O parceiro de Joselino era Piruruca, gente vinda do Curral de Dentro com o juízo de fora. Piruruca tinha perdido a tralha, tudo que levava e se desgarrado do companheiro.
Ninguém viu Joselino.
Esperaram um quarto de hora, assobiaram,gritaram o nome dele, cruzaram focos de lanterna no céu, tudo sem valia. Fizeram o que podiam. E nada do vaqueiro Joselino aparecer ou dar ares de vida. Voltaram sem o companheiro. Mais tarde, haveria algum camarada descansado, refazer a trilha e encontrar o vaqueiro deixado para trás.
Espiados por um olho de sol coado entre os galhos da mata, romperam caminho de volta e horas depois, cavalos e cavaleiros riscaram o pé da cancela na sede da fazenda, visivelmente cansados, ansiosos e de boca seca. Era justo o prometido: cada caçador ganhar na volta uma bezerra. Tanto faz ter chegado na primeira hora como na derradeira, a graça do santo para quem acompanhou a procissão é a mesma. À frente da tropa ia Zenofre, puxando a índia, sempre seguido de perto por seu cachorro de estimação. Alguns de casa inda guardavam repouso da noite de ontem. Cláudio acabara de tomar uma xícara de café escoteiro e estava com roupas de dormir, quando ouviu o tropel. Queria saber do sucedido com a caça e com os caçadores.
—Tá ficando maluco, homem de Deus! Essa é a onça que comeu o bezerro da Mimosa?

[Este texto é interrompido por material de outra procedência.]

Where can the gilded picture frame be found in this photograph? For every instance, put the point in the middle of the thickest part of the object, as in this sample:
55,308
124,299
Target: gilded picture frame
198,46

—Se comeu, não sei. Mas é uma índia ‘fema’.
— O bicho fala?
—Prezei. Ela dixe. “Xambioá, Xambioá... Apinajé...”
A índia, provavelmente, era da tribo Apinajé e tinha uma ferida debaixo do peito de onde escorria uma resina semelhante à mucilagem da babosa; gosmenta e brilhante como o rastro deixado pela lesma. Taturana, concluiu Cláudio. Taturana queimou o peito da índia.
— Corina, chegue aqui! Traga uma roupa sua para cobrir este animal.
—Nossa! O cheiro é bom, a mulher, feia.
—Que vamos fazer com essa coisa, seu Cláudio?
—Amarre na casinha de curral. Na sombra, presa só pelas mãos, com corda comprida. Dê água e comida. Ela é sua. Quem amansa burro bravo, haverá de domar também esta fera. Se com trinta dias não entregar os beiços, solte e deixe ir embora.
Durante duas semanas a índia só aceitava água e fruta. Foi quando Zenofre se lembrou de dar carne chamuscada, só lambida de fogo. Ela comeu e ficou reparando o escapulário. Vaqueiro Zenofre retirou o relicário do pescoço e deu à índia. Ela pôs no próprio pescoço, em ritual indígena, depois o devolveu. O vaqueiro ficou sem ação. A selvagem gesticulou, disse algumas palavras ininteligíveis e Zenofre percebeu pelos gestos dela, que deveria repetir encenação. E o fez, mantendo o escapulário no lugar onde sempre estivera: no pescoço dele. Eram amigos ou estavam casados, no entender da índia.
—Zenofre, mande Adelço ir atrás do vaqueiro desaparecido, dissera o patrão assim que os caçadores de onça chegaram.
As horas corriam. Joselino sozinho, com a arma atravessada no arção da sela, deparou-se com a fera no despenhadeiro. Dona Euzébia que preparara a matula chorava a sina do filho que em mata fechada, em luta travada entregara seu espírito de vaqueiro ao Criador. “Será que meu filho comeu, pelo menos da paçoca?” E olhava as mãos calejadas na soca do pilão. Distante, viu um vulto cavalgar o trote da vitória.
—É seu Joselino, gritou um menino.
—E traz um couro de bicho na lua-da-sela, pintado, bonito, estampado de preto e amarelo-ouro como chita, disse Euzébia.